Reading his landmark 1929 book, Speech and Hearing, I was surprised by how many
of its observations still spoke to my own experience and search for knowledge. I was reminded how much I had taken hearing for granted. “The atmosphere of sounds in which we live ministers so constantly to our knowledge and enjoyment of our surroundings that through long familiarity we have come to feel, if not contempt, at least indifference toward the marvelous mechanism through which it works,” wrote Harold Arnold in the introduction to Speech and Hearing. “Hearing, we are inclined to consider as little a matter for concern as breathing; and so long as our own faculty remains unimpaired we feel little curiosity concerning the provisions of nature either for ourselves or for others.” In a later edition, Fletcher wrote: “The processes of speaking and hearing are very intimately related, so much so that I have often said that we speak with our ears. We can listen without speaking but cannot speak without listening.”
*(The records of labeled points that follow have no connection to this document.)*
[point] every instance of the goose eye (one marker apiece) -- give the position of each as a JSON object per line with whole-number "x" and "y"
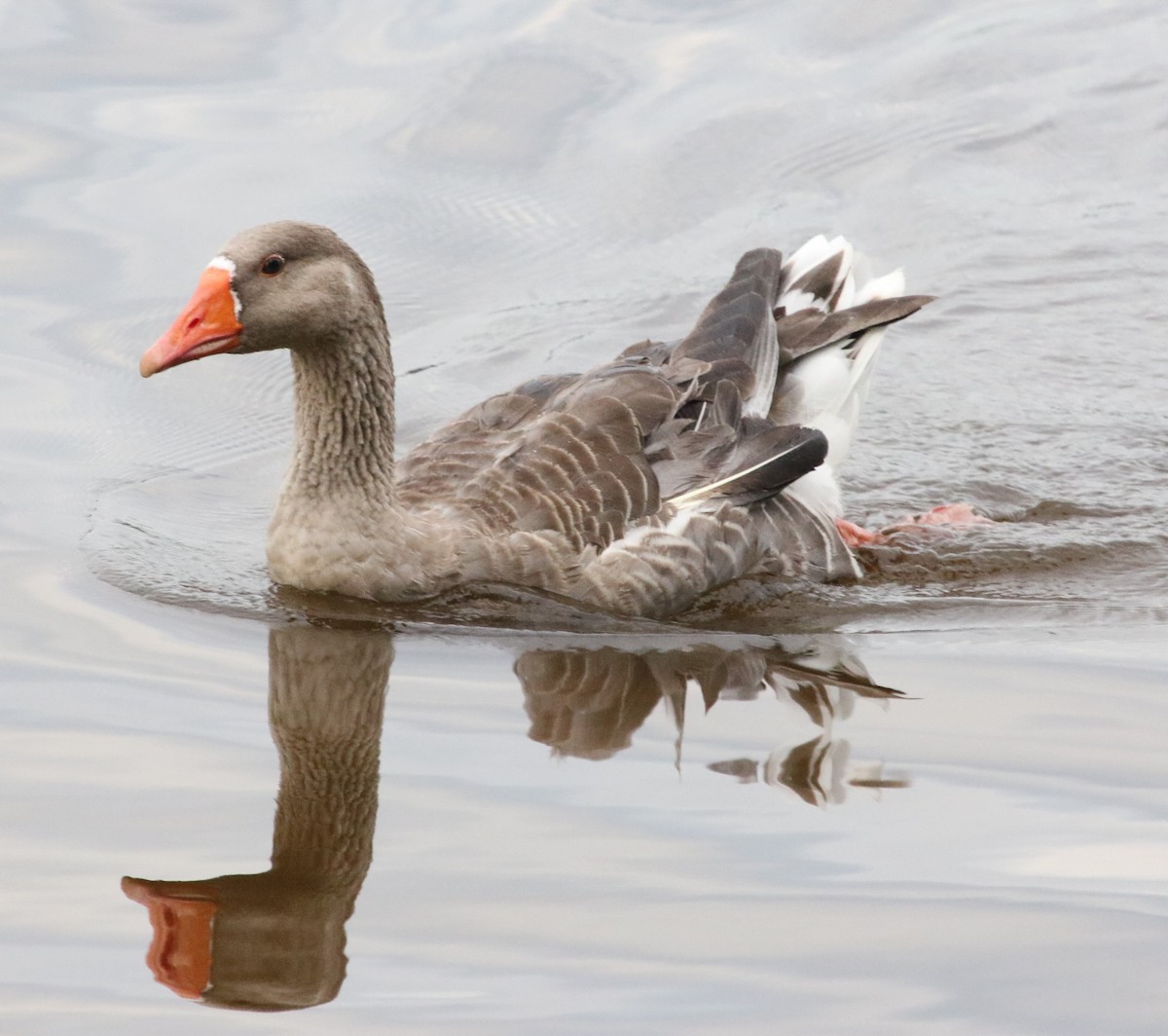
{"x": 272, "y": 265}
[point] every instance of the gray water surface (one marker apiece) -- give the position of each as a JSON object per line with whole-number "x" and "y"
{"x": 599, "y": 830}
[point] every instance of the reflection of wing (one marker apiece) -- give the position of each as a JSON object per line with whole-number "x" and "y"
{"x": 589, "y": 702}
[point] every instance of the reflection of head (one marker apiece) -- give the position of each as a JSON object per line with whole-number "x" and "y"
{"x": 275, "y": 941}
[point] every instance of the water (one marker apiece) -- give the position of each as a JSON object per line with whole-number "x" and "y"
{"x": 535, "y": 186}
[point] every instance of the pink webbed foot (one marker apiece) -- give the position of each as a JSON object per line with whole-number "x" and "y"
{"x": 858, "y": 535}
{"x": 949, "y": 515}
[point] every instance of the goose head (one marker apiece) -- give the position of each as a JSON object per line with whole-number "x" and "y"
{"x": 279, "y": 285}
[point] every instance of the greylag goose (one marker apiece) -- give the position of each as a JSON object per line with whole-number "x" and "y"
{"x": 636, "y": 487}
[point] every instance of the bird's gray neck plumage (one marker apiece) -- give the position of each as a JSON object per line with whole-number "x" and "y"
{"x": 345, "y": 417}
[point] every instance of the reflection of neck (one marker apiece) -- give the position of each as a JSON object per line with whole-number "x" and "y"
{"x": 325, "y": 708}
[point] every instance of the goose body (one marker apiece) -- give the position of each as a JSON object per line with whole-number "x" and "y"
{"x": 636, "y": 487}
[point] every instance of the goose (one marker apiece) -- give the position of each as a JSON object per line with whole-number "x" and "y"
{"x": 636, "y": 487}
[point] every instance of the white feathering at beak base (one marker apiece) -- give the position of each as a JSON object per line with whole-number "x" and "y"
{"x": 228, "y": 265}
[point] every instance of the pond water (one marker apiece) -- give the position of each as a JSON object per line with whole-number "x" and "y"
{"x": 932, "y": 802}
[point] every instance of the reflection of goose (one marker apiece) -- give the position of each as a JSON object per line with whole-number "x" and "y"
{"x": 636, "y": 489}
{"x": 590, "y": 702}
{"x": 275, "y": 941}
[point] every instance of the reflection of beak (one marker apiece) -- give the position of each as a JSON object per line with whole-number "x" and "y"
{"x": 180, "y": 954}
{"x": 208, "y": 325}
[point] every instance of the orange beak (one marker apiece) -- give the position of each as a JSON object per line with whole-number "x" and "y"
{"x": 207, "y": 326}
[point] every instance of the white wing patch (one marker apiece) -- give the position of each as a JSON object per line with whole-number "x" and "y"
{"x": 225, "y": 263}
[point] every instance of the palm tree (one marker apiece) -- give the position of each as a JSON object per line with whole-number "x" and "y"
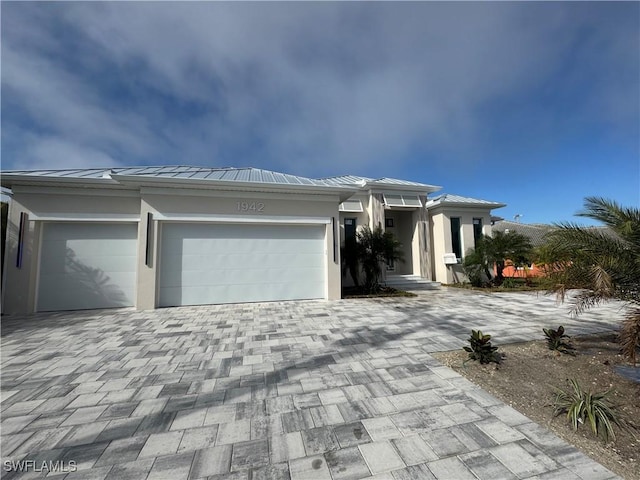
{"x": 496, "y": 250}
{"x": 375, "y": 247}
{"x": 503, "y": 246}
{"x": 603, "y": 262}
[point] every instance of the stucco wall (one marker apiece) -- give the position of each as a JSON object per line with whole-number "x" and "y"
{"x": 440, "y": 221}
{"x": 20, "y": 283}
{"x": 53, "y": 204}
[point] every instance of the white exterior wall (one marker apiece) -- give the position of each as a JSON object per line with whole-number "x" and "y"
{"x": 91, "y": 204}
{"x": 440, "y": 220}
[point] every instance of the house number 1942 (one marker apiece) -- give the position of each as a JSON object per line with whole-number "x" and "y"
{"x": 250, "y": 206}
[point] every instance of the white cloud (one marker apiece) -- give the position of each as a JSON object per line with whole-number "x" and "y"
{"x": 309, "y": 87}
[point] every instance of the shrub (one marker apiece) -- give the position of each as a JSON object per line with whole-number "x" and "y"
{"x": 581, "y": 406}
{"x": 555, "y": 340}
{"x": 481, "y": 348}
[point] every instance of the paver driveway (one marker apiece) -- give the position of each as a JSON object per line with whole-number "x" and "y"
{"x": 300, "y": 390}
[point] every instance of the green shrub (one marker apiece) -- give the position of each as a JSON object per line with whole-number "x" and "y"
{"x": 481, "y": 349}
{"x": 581, "y": 407}
{"x": 555, "y": 340}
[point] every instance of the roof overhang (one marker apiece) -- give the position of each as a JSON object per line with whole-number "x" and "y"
{"x": 376, "y": 186}
{"x": 467, "y": 205}
{"x": 342, "y": 193}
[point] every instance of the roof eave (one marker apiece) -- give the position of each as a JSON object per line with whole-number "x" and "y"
{"x": 490, "y": 206}
{"x": 8, "y": 180}
{"x": 382, "y": 186}
{"x": 343, "y": 192}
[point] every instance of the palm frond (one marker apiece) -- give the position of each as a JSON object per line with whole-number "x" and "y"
{"x": 630, "y": 334}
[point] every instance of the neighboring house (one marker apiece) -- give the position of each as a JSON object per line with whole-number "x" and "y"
{"x": 535, "y": 232}
{"x": 457, "y": 223}
{"x": 151, "y": 237}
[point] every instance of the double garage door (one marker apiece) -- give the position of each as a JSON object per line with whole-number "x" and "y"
{"x": 93, "y": 265}
{"x": 235, "y": 263}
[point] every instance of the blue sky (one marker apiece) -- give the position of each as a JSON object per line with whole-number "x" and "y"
{"x": 536, "y": 105}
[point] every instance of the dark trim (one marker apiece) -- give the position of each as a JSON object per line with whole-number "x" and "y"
{"x": 21, "y": 234}
{"x": 333, "y": 229}
{"x": 147, "y": 253}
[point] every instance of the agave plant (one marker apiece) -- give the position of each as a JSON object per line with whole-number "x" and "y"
{"x": 603, "y": 262}
{"x": 555, "y": 340}
{"x": 585, "y": 407}
{"x": 481, "y": 349}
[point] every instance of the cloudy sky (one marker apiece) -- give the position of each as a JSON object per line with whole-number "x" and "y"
{"x": 531, "y": 104}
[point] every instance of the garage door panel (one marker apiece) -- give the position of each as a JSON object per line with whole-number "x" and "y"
{"x": 86, "y": 265}
{"x": 205, "y": 263}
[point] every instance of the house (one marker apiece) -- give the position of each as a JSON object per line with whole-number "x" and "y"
{"x": 457, "y": 223}
{"x": 152, "y": 237}
{"x": 535, "y": 232}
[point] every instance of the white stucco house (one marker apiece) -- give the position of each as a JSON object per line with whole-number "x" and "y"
{"x": 152, "y": 237}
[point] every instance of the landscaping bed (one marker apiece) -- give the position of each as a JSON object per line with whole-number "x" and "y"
{"x": 528, "y": 374}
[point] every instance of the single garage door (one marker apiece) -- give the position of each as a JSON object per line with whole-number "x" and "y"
{"x": 234, "y": 263}
{"x": 87, "y": 265}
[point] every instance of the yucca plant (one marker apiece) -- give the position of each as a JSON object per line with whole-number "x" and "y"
{"x": 603, "y": 262}
{"x": 481, "y": 349}
{"x": 555, "y": 340}
{"x": 583, "y": 406}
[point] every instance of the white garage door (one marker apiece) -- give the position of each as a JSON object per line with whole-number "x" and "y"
{"x": 234, "y": 263}
{"x": 87, "y": 265}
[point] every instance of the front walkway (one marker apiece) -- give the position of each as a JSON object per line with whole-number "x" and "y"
{"x": 300, "y": 390}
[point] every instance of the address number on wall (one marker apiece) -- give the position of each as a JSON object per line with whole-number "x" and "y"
{"x": 250, "y": 206}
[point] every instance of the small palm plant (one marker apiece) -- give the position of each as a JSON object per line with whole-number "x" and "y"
{"x": 604, "y": 263}
{"x": 583, "y": 406}
{"x": 555, "y": 340}
{"x": 481, "y": 349}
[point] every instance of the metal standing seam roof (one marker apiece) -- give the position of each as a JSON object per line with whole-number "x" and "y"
{"x": 231, "y": 174}
{"x": 534, "y": 232}
{"x": 360, "y": 181}
{"x": 450, "y": 199}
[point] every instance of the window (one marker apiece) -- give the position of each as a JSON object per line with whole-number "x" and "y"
{"x": 351, "y": 206}
{"x": 456, "y": 240}
{"x": 402, "y": 200}
{"x": 477, "y": 230}
{"x": 350, "y": 229}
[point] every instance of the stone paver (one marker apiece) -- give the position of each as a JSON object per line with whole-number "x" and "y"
{"x": 291, "y": 390}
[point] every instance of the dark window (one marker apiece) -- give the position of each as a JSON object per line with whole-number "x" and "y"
{"x": 477, "y": 230}
{"x": 456, "y": 241}
{"x": 349, "y": 229}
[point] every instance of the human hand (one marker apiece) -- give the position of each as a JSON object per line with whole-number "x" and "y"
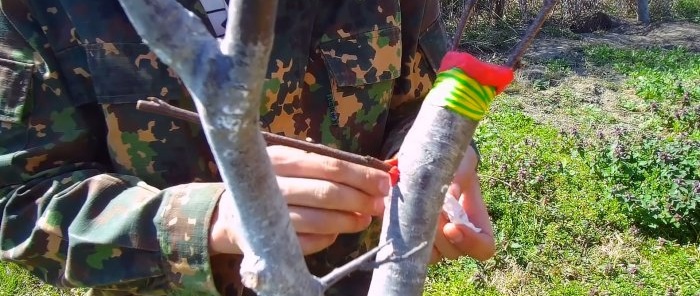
{"x": 455, "y": 240}
{"x": 325, "y": 197}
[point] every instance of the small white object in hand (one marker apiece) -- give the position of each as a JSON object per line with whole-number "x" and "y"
{"x": 456, "y": 213}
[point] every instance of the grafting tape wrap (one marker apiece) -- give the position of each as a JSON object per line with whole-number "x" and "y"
{"x": 461, "y": 94}
{"x": 467, "y": 86}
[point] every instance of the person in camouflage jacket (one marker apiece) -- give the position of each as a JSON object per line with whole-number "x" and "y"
{"x": 97, "y": 194}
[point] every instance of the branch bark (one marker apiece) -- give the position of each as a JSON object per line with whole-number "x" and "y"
{"x": 428, "y": 159}
{"x": 225, "y": 81}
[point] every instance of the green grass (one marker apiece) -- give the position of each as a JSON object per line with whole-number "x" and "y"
{"x": 17, "y": 281}
{"x": 562, "y": 224}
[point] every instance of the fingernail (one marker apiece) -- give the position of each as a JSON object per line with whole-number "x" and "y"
{"x": 379, "y": 206}
{"x": 385, "y": 186}
{"x": 456, "y": 238}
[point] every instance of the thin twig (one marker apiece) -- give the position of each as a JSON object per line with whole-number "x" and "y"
{"x": 466, "y": 13}
{"x": 158, "y": 106}
{"x": 396, "y": 258}
{"x": 357, "y": 263}
{"x": 517, "y": 54}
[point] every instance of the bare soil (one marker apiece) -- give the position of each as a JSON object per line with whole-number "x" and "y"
{"x": 585, "y": 96}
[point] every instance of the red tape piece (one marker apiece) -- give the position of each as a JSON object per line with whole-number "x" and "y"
{"x": 394, "y": 171}
{"x": 483, "y": 72}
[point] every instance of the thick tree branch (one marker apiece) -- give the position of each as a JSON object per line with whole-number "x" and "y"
{"x": 226, "y": 85}
{"x": 157, "y": 106}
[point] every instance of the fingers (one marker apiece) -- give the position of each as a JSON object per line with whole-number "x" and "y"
{"x": 443, "y": 245}
{"x": 478, "y": 245}
{"x": 291, "y": 162}
{"x": 435, "y": 256}
{"x": 318, "y": 221}
{"x": 328, "y": 195}
{"x": 312, "y": 243}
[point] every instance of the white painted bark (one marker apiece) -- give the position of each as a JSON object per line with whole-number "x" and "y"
{"x": 226, "y": 84}
{"x": 428, "y": 159}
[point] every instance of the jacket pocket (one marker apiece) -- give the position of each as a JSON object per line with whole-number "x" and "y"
{"x": 362, "y": 70}
{"x": 128, "y": 72}
{"x": 15, "y": 80}
{"x": 364, "y": 58}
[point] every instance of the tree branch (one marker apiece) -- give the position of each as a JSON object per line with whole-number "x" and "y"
{"x": 226, "y": 85}
{"x": 532, "y": 31}
{"x": 158, "y": 106}
{"x": 466, "y": 13}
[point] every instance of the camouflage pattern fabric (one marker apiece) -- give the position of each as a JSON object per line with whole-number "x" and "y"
{"x": 96, "y": 194}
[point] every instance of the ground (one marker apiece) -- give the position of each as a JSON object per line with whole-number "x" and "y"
{"x": 592, "y": 87}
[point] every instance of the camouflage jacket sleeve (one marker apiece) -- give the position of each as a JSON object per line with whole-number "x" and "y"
{"x": 69, "y": 213}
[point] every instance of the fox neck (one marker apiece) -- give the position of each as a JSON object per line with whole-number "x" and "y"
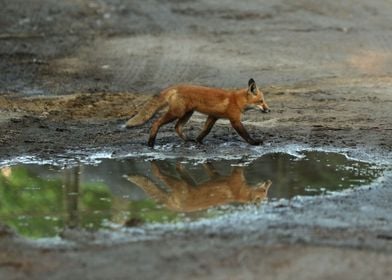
{"x": 242, "y": 99}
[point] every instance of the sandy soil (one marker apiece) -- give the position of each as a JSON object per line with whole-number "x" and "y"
{"x": 73, "y": 71}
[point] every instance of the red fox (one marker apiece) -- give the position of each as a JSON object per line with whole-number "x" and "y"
{"x": 183, "y": 100}
{"x": 184, "y": 195}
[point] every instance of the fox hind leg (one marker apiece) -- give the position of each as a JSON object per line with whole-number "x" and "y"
{"x": 207, "y": 128}
{"x": 180, "y": 124}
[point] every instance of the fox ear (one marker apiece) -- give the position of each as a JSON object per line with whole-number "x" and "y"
{"x": 252, "y": 86}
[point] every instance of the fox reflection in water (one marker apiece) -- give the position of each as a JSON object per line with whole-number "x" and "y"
{"x": 185, "y": 195}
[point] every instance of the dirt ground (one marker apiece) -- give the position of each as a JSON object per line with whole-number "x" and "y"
{"x": 72, "y": 72}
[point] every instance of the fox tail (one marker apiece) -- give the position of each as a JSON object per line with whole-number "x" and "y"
{"x": 147, "y": 112}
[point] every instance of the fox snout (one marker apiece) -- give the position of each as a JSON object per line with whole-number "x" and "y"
{"x": 264, "y": 108}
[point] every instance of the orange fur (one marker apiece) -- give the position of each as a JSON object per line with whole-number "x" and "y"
{"x": 183, "y": 100}
{"x": 185, "y": 196}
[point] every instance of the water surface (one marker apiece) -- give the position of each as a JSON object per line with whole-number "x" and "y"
{"x": 42, "y": 200}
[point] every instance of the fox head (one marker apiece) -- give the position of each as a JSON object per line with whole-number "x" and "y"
{"x": 256, "y": 97}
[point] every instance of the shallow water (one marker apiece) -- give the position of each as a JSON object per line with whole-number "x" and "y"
{"x": 42, "y": 200}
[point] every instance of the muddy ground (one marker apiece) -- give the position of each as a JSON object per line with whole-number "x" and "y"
{"x": 72, "y": 72}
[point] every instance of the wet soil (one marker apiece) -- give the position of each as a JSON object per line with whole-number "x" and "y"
{"x": 73, "y": 72}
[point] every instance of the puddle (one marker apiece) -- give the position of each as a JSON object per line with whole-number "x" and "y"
{"x": 41, "y": 200}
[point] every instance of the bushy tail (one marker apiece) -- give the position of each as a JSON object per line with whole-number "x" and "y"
{"x": 147, "y": 112}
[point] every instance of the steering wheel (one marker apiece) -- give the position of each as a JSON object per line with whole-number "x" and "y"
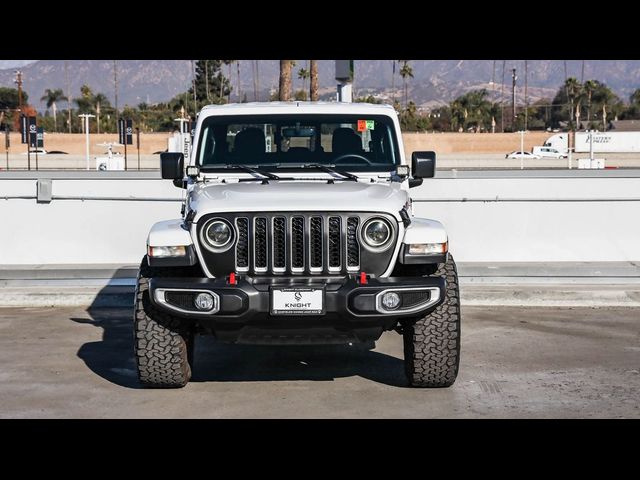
{"x": 356, "y": 155}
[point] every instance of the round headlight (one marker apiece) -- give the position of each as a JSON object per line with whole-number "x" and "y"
{"x": 218, "y": 234}
{"x": 376, "y": 232}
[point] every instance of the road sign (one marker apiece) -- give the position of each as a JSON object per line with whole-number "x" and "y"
{"x": 121, "y": 127}
{"x": 344, "y": 70}
{"x": 125, "y": 131}
{"x": 33, "y": 132}
{"x": 129, "y": 131}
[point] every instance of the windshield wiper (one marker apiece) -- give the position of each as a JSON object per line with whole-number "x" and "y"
{"x": 324, "y": 168}
{"x": 255, "y": 171}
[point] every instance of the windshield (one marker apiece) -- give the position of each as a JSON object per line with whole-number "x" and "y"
{"x": 350, "y": 142}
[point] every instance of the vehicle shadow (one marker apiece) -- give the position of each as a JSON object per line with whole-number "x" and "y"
{"x": 112, "y": 357}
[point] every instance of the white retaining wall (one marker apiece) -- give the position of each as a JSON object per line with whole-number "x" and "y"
{"x": 501, "y": 217}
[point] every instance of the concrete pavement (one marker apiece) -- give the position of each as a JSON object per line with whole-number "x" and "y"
{"x": 516, "y": 362}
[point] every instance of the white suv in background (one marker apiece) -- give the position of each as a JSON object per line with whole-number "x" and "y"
{"x": 548, "y": 152}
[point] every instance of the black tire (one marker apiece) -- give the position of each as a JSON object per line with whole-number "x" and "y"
{"x": 163, "y": 344}
{"x": 432, "y": 344}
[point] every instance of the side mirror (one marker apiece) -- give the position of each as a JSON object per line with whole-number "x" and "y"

Fletcher and Arnold’s research team approached the problem methodically. “The attack was first launched most vigorously on the constitution of speech,” wrote Fletcher. If they could establish a reasonable description of average speech, he thought, they could find out what small imperfections and variations affected intelligibility. Their primary weapon was a machine that could better capture what speech actually looked like by creating pictures of waveforms that would be “readily interpreted by the eye.” The “high-quality oscillograph” they invented used a telephone transmitter to convert speech waves to electrical waves, which were then magnified with an amplifier and sent into an oscillograph, where they caused a tiny ribbon to vibrate. That motion was photographed on a moving film. Fletcher notes almost offhandedly that in order to create “the perfection of this instrument,” they first had to invent three other critical devices: a condenser transmitter that could be calibrated, a vacuum tube to produce the amplification and electrical oscillations, and the basic oscillograph itself.